I'm wondering if somebody here has electronic and soldering skills. I recently got a metal halide that also has leds. One of the blue leds looks completely dead, while the other two are lighting up, but barely. All the other leds on the circuit are working fine.

Anybody have any electronics knowledge?

Thanks!

George


----------



## TCR (Jul 13, 2010)

i can talk to my bf... hes usually good with that sort of stuff


----------



## O.C.D Fishies (Apr 21, 2010)

Nobody??????


----------



## BigFatLyre (Apr 22, 2010)

The first thing to check if everything else is working: are the items even hooked up?
I'm having to re/re almost all of my lighting. Stupid things: mountings loose, soldering not done at all, sloppy work.

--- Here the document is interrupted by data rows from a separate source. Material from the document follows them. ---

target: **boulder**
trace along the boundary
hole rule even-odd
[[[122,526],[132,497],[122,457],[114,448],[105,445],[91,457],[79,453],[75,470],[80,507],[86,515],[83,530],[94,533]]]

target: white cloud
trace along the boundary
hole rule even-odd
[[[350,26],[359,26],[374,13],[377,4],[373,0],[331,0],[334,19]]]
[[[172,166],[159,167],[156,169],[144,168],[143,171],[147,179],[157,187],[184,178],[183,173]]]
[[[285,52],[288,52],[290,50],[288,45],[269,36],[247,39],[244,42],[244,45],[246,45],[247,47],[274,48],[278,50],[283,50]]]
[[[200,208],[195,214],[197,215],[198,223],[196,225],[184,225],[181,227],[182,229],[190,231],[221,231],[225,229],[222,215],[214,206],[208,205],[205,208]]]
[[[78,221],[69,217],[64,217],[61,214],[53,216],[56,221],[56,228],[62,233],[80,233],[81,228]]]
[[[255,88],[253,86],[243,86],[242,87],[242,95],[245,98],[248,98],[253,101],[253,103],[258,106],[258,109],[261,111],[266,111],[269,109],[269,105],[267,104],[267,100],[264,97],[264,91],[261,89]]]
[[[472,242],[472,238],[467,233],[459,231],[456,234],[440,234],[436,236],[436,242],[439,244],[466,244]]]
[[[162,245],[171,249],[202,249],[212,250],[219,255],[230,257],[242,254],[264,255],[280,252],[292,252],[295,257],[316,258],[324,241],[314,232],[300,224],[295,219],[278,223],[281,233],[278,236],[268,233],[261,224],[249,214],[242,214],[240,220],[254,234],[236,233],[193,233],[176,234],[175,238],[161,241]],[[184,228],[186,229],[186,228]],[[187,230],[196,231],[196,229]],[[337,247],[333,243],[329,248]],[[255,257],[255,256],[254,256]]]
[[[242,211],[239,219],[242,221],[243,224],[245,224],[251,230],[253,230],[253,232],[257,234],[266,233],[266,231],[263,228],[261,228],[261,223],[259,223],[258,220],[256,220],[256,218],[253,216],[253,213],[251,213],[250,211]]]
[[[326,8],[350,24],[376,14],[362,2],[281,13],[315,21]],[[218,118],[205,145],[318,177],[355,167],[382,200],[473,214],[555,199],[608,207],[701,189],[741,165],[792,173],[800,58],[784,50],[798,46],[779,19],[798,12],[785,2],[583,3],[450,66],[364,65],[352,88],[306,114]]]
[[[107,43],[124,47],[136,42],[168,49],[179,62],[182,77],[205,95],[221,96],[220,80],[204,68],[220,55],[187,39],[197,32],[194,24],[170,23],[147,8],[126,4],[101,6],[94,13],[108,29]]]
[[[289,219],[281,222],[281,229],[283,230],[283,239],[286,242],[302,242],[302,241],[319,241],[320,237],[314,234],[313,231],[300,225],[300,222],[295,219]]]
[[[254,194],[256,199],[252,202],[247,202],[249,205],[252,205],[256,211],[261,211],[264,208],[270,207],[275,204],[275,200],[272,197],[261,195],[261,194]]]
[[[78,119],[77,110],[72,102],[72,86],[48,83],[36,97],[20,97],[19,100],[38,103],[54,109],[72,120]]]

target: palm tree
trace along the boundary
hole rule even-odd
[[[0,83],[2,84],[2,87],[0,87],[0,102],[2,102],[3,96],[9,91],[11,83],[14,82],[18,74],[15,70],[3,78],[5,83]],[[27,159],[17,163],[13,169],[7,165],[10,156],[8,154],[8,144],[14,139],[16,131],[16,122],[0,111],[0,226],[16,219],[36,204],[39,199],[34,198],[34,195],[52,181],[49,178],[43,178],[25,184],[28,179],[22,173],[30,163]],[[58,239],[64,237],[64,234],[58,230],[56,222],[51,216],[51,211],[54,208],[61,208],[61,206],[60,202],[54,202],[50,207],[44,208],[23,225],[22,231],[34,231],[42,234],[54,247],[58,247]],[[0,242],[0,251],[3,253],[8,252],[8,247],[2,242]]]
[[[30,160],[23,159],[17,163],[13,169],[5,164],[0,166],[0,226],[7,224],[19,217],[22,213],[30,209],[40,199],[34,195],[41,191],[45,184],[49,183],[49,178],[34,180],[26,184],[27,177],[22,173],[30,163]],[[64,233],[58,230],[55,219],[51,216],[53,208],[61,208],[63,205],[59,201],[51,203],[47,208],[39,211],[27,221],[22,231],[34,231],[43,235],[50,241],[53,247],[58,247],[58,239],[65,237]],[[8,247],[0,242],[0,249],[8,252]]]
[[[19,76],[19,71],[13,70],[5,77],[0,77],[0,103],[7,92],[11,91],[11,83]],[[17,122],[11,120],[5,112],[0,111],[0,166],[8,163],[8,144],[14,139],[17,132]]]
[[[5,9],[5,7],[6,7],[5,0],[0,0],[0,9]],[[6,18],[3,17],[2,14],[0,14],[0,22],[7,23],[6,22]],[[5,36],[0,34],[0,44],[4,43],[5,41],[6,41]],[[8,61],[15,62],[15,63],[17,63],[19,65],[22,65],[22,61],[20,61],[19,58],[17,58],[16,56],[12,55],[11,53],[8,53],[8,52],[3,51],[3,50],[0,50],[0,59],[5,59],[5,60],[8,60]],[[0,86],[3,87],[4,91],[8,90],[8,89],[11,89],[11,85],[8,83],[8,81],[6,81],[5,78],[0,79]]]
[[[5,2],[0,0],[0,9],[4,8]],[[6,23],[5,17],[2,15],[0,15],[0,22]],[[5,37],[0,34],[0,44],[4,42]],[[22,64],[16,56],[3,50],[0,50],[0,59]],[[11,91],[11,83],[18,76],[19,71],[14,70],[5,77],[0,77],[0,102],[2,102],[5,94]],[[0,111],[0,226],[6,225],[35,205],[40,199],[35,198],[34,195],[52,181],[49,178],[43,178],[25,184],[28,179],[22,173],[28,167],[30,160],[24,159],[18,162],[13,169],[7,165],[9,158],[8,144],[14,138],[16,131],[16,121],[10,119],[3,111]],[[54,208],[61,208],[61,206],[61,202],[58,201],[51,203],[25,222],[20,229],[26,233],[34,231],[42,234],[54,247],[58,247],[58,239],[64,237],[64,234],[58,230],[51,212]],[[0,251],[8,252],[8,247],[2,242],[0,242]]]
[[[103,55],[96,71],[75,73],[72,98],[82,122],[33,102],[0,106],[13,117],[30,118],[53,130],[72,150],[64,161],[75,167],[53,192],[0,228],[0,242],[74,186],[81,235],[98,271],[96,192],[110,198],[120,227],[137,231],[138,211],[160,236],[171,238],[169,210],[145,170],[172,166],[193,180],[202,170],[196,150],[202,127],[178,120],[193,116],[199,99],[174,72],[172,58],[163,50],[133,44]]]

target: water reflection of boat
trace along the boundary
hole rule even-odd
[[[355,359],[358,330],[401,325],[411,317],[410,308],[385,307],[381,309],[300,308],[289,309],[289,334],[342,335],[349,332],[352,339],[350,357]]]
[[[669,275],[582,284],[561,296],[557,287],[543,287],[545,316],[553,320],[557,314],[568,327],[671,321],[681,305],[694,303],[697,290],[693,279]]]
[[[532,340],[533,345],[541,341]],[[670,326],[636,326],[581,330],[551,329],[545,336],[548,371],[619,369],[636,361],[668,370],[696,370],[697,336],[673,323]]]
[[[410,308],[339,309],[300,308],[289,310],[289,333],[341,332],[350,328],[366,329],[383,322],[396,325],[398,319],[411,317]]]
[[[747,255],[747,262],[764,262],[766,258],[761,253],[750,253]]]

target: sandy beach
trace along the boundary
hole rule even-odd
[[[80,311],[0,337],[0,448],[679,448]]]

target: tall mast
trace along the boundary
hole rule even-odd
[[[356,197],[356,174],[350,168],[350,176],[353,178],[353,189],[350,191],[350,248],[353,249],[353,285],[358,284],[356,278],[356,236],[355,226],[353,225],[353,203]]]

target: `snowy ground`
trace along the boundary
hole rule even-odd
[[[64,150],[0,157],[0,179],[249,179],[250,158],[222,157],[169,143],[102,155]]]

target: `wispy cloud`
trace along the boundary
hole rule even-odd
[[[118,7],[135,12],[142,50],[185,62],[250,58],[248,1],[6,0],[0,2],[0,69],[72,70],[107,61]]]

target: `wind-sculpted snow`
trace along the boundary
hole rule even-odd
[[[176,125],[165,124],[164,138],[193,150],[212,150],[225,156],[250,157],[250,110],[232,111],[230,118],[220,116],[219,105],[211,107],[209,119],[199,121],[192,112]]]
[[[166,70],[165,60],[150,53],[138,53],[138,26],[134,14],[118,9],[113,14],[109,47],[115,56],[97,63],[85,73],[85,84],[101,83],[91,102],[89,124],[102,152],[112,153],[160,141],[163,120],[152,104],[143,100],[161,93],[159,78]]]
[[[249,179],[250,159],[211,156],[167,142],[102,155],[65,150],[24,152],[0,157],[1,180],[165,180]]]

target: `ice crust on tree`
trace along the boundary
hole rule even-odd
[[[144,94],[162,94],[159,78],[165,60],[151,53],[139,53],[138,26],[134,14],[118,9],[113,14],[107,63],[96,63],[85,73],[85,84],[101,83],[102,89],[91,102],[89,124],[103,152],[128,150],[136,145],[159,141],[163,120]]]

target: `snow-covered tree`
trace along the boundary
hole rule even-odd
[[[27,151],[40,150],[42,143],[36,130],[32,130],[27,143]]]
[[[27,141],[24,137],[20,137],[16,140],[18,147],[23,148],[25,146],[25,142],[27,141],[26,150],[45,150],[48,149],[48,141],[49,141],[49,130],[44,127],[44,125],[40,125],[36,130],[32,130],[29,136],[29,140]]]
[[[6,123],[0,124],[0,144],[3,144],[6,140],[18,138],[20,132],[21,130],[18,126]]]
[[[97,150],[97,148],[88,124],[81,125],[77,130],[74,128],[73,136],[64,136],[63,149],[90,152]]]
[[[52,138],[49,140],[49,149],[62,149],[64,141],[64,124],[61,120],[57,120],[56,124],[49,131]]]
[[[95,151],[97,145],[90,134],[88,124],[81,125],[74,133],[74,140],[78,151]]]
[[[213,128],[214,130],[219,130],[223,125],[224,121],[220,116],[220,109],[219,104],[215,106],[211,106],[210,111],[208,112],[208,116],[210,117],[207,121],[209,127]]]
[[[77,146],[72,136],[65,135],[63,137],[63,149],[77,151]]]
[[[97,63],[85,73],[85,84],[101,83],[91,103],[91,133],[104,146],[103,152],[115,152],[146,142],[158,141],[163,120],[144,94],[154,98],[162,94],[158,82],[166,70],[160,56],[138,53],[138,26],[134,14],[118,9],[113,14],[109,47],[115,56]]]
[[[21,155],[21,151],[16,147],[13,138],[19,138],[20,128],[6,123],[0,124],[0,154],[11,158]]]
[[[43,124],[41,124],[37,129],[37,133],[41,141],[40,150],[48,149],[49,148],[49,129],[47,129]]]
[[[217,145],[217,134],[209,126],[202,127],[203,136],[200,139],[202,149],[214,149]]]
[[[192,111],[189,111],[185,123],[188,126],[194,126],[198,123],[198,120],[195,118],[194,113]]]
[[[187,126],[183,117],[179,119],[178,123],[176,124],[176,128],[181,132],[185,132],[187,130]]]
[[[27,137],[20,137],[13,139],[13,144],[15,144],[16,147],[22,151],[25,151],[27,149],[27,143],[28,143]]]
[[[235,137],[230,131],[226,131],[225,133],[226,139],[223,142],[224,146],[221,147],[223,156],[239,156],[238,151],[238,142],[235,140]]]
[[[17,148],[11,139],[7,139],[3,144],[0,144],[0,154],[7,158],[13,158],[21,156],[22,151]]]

LED's do go, but it's usually the small switch and everybody replaces the bulb, ballast, and/or buys new without understanding that that little cheap switch is the first to go! 
Also: China manufactured units often do not have the ohm marked on the unit board, so determining a replacement is a B.....ch. On one AAA aquarium I'm going to convert the whole thing and get it over with. Also stay away from plastic hoods if you can; I don't trust the integrity/fire proofing of the new "biodegradable" plastics. Stay with aluminum hoods which double as a heatsink. 
Like mechanic work, do the cheap work first!


----------